It takes vision to imagine a future that is different from your present. It also requires a backbone, as the inevitable forces against change will do everything in their power to prevent such changes.
The 2015 movie, The Girl King, is the story of Kristina, Queen of Sweden. Queen Kristina (Malin Buska) ascended to the Swedish throne when she was all of six years old. Raised as if she was a boy, Kristina is young, opinionated, and stubborn. She also has ideas that her ministers, who are all male and older than her, disagree with. They also are not happy that not only has she chosen to remain unmarried and childless, but she is also infatuated with Countess Ebba Sparre (Sarah Gadon), a young noblewoman.
Those who resist both Kristina as a person and what she represents quickly realize that the only way to get to Kristina is via Ebba. But they underestimate her will, her drive, and her independence streak.
I liked this movie. The problem with history is that women who have dared to step out of what is considered “acceptable” are often forgotten or only barely mentioned in our chronicles. The narrative is compelling, the actors are perfectly cast, and the LGBTQ element is a nice twist on what could be a traditional and predictable tale.
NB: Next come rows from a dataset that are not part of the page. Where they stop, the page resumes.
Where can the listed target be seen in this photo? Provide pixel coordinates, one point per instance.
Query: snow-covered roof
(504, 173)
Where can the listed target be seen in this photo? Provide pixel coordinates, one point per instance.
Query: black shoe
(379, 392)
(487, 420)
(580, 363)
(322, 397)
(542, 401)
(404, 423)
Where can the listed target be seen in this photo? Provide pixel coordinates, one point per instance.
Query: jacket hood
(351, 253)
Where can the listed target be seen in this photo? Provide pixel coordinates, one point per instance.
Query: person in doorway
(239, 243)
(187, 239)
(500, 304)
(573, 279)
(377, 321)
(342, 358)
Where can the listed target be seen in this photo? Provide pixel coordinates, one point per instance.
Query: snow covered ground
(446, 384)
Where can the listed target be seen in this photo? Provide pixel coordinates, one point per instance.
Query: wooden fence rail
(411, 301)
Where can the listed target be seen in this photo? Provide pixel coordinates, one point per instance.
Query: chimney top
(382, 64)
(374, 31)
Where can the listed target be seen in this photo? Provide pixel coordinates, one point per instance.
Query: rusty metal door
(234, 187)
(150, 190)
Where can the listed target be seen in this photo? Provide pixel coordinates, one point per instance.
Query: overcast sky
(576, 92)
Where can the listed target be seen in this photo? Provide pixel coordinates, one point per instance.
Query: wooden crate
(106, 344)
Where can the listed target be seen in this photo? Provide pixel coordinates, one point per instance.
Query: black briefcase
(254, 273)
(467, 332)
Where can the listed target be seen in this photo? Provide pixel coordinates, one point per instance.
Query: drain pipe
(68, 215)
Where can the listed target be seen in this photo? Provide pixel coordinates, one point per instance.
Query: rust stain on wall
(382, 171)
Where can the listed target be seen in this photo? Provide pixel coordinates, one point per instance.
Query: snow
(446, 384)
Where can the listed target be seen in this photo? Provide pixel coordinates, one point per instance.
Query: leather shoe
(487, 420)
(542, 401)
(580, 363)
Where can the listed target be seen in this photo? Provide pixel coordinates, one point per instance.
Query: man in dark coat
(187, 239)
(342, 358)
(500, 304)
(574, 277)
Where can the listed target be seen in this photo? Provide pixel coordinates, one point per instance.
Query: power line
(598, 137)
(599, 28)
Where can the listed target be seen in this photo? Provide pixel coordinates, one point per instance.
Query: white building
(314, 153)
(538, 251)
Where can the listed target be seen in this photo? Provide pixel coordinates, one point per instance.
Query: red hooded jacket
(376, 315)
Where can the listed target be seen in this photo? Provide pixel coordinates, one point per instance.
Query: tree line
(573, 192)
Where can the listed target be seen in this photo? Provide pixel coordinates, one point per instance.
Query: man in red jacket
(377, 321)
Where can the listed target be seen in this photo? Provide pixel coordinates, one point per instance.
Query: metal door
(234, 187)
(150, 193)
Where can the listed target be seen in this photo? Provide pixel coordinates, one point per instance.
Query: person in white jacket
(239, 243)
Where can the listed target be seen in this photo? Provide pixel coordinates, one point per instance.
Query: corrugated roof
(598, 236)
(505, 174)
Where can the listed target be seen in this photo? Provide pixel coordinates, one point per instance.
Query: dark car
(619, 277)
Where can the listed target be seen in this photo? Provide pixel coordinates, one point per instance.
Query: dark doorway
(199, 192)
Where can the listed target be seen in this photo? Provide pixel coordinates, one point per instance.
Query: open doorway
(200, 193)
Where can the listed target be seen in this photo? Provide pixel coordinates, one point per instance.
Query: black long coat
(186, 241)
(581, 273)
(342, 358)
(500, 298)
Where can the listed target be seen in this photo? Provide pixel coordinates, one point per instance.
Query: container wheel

The accusation of insanity can be vague. Depending on the circumstances, it can be used correctly or an easy excuse when a viable reason cannot be found.
The 2017 Netflix miniseries,Alias Grace is based on the Margaret Atwoodbook of the same name. Grace Marks (Sarah Gadon) is a young woman in 19th century Canada who has been found guilty of killing her employer, Nancy Montgomery (Anna Paquin). After languishing in prison for fifteen years, she is being analyzed by Dr. Simon Jordan (Edward Holcroft) to determine if the verdict can be removed due to insanity.
First of all, I have a problem with the all too common use of the word “insanity”. We live in a world in which mental health is both real and diminished in importance compared to physical health. By doing so, it lessens the experiences of those who live with it every day.
That being said, I really enjoyed this series. It is never quite clear if Grace had a hand in Nancy’s murder. But like that ambiguousness, it kept me engaged and wanting to know if the truth would ever be revealed. It also spoke to the idea of class and who has certain rights and who doesn’t.
Do I recommend it? Yes.
Alias Grace is available for streaming on Netflix.
I’m a girl. I like romances and more specifically I like period romances. I like see men wearing stockings, breeches and neck clothes. I like seeing woman wearing petticoats, corsets and long dresses. But that doesn’t mean I want a mindless, predictable story with an ending that can be seen a mile away. I like an intelligent story that makes me laugh, that makes me think, all while providing the happily ever after that makes me smile at the end of the story.
I am very happy to report that Belle is such a story.
It is based on the true story Dido Elizabeth Belle (Gugu Mbatha-Raw), a bi-racial woman raised on her great uncle’s estate in 1780’s England. Her father, Captain Sir John Lindsay (Matthew Goode) is only able to care for his daughter for a brief time before he passes her to his uncle to raise. His uncle, Lord Mansfield (Tom Wilkinson) was Lord Chief Justice at the time, was reviewing a case in regards to a slave ship where many of the slaves were drowned.
When Dido reaches the age when marriage is expected, there are road blocks. She is attracted to the son of a local vicar, John Davinier (Sam Reid), but finds herself and her cousin Elizabeth Murray (Sarah Gadon) in the company of James Ashford (Tom Felton), his brother Oliver (James Norton) and their mother, Lady Ashford (Miranda Richardson). Dido’s mother figures, her aunts, Lady Mansfield (Emily Watson) and Lady Mary Murray (Penelope Wilton) do their best, but they are blinded by their own prejudices.
This movie is wonderful. While it has the hallmarks of a BPD (British Period Drama), it also brings up issues that have not been raised in the genre previously. I’ve seen many BPD’s, but 99.9% of them have an all white cast, the issue of racism and people of color in England is rarely addressed. It also addresses the fact that English women, up until approximately WWI, had no rights. They were chattel. Wealthy women and aristocratic women, were especially viewed as chattel. If they were lucky, they had a father or a brother and then eventually a husband who loved them and respected them.